Among the topics discussed at Wednesday’s Highland County Board of Commissioners meeting was the prevalence of opiate addiction everywhere.
Commission board president Shane Wilkin said he recently attended the 2016 Opiate Conference in Columbus, as did FRS’s Joe Adray who was also at Wednesday’s meeting.
Wilkin said the opiate problem is “pretty rampant” throughout the state. An example given at the conference, he said, were the results of a pilot program in Ross County. He said that for every person in that county over a year’s time, there were enough opiate prescriptions written to provide 100 prescriptions per person.
At the gathering Wilkin said he learned about what some other counties are doing to combat the problem. One of those was Clermont County devoting a wing of its jail for a program whereby qualifying offenders can volunteer to be housed and receive counseling.
He said he has spoken some on the matter to Highland County Common Pleas Court Judge Rocky Coss who expressed interest in learning more about the program.

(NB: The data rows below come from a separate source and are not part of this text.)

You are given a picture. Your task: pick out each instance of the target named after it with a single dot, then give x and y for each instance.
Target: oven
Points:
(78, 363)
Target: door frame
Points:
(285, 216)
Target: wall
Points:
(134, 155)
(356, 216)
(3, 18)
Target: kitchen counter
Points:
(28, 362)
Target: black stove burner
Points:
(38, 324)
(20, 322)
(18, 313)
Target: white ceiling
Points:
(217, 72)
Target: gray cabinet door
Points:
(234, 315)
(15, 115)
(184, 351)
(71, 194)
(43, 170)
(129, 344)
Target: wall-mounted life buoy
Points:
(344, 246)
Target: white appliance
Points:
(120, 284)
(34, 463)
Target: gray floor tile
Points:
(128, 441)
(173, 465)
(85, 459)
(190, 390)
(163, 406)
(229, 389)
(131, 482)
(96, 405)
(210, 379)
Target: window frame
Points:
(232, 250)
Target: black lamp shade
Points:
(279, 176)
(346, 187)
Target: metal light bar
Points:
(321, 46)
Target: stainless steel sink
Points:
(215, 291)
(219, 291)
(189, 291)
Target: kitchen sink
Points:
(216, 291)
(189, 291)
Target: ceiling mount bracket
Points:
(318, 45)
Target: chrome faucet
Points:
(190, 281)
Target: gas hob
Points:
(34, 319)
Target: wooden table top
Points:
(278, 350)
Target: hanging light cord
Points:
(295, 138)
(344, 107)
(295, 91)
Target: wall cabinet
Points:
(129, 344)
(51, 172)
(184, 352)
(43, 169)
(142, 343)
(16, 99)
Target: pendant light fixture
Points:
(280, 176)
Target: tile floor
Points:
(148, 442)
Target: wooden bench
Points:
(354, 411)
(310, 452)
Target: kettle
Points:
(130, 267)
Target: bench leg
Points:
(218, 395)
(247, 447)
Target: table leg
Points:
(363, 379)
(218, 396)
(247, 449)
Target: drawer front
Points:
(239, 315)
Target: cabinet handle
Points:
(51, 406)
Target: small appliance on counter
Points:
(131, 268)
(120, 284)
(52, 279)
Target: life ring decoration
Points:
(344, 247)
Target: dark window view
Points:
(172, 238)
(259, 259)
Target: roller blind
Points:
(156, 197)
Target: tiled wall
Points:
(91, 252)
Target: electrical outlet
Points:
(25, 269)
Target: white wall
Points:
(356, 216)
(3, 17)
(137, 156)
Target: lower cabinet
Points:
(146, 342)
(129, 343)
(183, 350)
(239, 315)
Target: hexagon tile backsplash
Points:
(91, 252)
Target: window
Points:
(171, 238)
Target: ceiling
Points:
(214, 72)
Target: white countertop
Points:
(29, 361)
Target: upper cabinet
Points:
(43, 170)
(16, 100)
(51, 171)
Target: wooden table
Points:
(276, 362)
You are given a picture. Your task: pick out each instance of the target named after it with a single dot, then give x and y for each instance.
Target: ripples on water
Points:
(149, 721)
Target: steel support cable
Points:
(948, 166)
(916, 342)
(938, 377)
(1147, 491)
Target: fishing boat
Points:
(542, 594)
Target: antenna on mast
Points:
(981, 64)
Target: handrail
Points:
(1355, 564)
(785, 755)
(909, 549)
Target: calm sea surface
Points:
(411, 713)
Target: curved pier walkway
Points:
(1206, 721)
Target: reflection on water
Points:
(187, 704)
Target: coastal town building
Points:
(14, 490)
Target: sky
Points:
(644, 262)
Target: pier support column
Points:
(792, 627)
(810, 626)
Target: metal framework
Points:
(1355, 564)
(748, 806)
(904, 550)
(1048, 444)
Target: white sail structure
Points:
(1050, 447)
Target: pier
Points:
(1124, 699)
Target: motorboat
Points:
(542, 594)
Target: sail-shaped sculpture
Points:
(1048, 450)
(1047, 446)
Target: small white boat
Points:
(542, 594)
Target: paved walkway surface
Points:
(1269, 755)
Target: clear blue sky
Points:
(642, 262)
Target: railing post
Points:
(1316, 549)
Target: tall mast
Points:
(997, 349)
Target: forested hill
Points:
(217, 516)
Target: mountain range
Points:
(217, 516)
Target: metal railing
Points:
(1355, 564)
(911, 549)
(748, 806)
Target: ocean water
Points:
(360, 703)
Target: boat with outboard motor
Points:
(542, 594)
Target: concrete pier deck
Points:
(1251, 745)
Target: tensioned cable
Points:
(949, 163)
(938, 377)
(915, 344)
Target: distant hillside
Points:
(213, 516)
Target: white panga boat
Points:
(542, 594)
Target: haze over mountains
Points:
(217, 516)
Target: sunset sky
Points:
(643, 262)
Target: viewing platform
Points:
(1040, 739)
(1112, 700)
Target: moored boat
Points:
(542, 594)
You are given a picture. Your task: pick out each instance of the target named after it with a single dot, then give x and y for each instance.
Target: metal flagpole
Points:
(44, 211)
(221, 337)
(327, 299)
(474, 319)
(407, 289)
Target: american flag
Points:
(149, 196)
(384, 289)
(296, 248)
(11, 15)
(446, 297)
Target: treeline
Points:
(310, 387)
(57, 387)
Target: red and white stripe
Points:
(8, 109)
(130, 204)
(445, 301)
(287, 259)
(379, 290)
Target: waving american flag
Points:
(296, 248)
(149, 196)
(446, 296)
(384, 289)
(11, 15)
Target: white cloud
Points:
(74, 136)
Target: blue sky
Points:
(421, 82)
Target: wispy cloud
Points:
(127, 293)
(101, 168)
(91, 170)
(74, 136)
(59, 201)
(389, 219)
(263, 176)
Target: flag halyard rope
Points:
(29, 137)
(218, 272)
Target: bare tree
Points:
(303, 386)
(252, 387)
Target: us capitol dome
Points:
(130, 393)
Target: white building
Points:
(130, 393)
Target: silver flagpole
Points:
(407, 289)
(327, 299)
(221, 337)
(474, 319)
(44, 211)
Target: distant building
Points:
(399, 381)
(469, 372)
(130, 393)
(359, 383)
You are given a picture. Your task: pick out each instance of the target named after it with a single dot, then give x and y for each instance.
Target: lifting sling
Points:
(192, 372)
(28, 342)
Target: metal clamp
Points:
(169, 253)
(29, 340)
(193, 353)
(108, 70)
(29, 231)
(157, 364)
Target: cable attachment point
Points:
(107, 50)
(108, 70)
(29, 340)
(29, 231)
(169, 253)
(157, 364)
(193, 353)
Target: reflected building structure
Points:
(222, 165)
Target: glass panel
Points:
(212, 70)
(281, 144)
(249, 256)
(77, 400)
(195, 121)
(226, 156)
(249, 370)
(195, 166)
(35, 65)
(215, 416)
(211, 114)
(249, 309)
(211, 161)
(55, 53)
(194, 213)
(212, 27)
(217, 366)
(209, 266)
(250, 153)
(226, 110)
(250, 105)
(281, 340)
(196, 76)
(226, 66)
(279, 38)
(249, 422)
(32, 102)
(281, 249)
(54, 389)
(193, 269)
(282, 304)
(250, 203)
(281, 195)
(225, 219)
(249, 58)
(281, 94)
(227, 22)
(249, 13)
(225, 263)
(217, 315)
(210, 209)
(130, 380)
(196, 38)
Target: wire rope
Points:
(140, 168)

Wilkin said he’s heard questions about why the opiate problem is so bad in Highland County, and he said he has learned, “It’s bad everywhere.”
Adray said to Highland County, the issue feels like it a local problem, but he said when you look at the whole picture the county is clearly not alone on dealing with the issue.
He said he viewed a map from about 12 years ago where the problem areas were highlighted. In that year there were three or four spots, he said. By 2011 there were all but two of Ohio’s counties highlighted on that map, and all 88 counties by 2012.
“It isn’t localized. It isn’t just us,” Adray said.
He said there are a number of groups, like the Highland County Drug Abuse Prevention Coalition and others, trying to figure out how to combat opiate addiction, but that “there’s no one answer that is going to change the epidemic.”
It is a problem with “no easy fix,” he said, and something that will take some time to make better.
Adray said that at the same time eight people were brutally murdered in Pike County last month, six people in another Ohio town died from overdoses in a 24 hour period, but that was something the people didn’t hear about. The deaths were attributed to “bad heroin,” he said.
Each year in Ohio, Adray said 2,500 people die due to opiate overdose. And he said a “significant amount” of those with opiate addiction started on that road through an opiate prescription. He said the brain doesn’t know the difference between a prescription opiate and heroin.
Wilkin spoke again about the conference attended by himself and Adray, noting that it was “interesting the different approaches” being taken throughout the state to fight the opiate problems communities face.
“There’s going to have to be some different strategies to combat this,” Wilkin said, because “locking them up” is not working.
On another matter, Adray and Board of DD Superintendent Debra Buccilla told commissioners that the Board of DD would be assuming the service coordinator component of Help Me Grow beginning July 1.
FRS took over the administration of Help Me Grow in 2015. But Adray said that the Board of DD is better equipped to administer the service coordinator component because the Board of DD has therapists in place and “can provide a better service.”
“I think … it will be a better service with more options,” Adray said.
Buccilla said that board members agreed at the Board of DD’s April meeting. “We feel it’s an excellent fit,” she said.
The Highland County Board of Commissioners meets each Wednesday at 8:30 a.m. on the second floor of the county administration building, 119 Governor Foraker Pl., Hillsboro. The meetings are open to the public.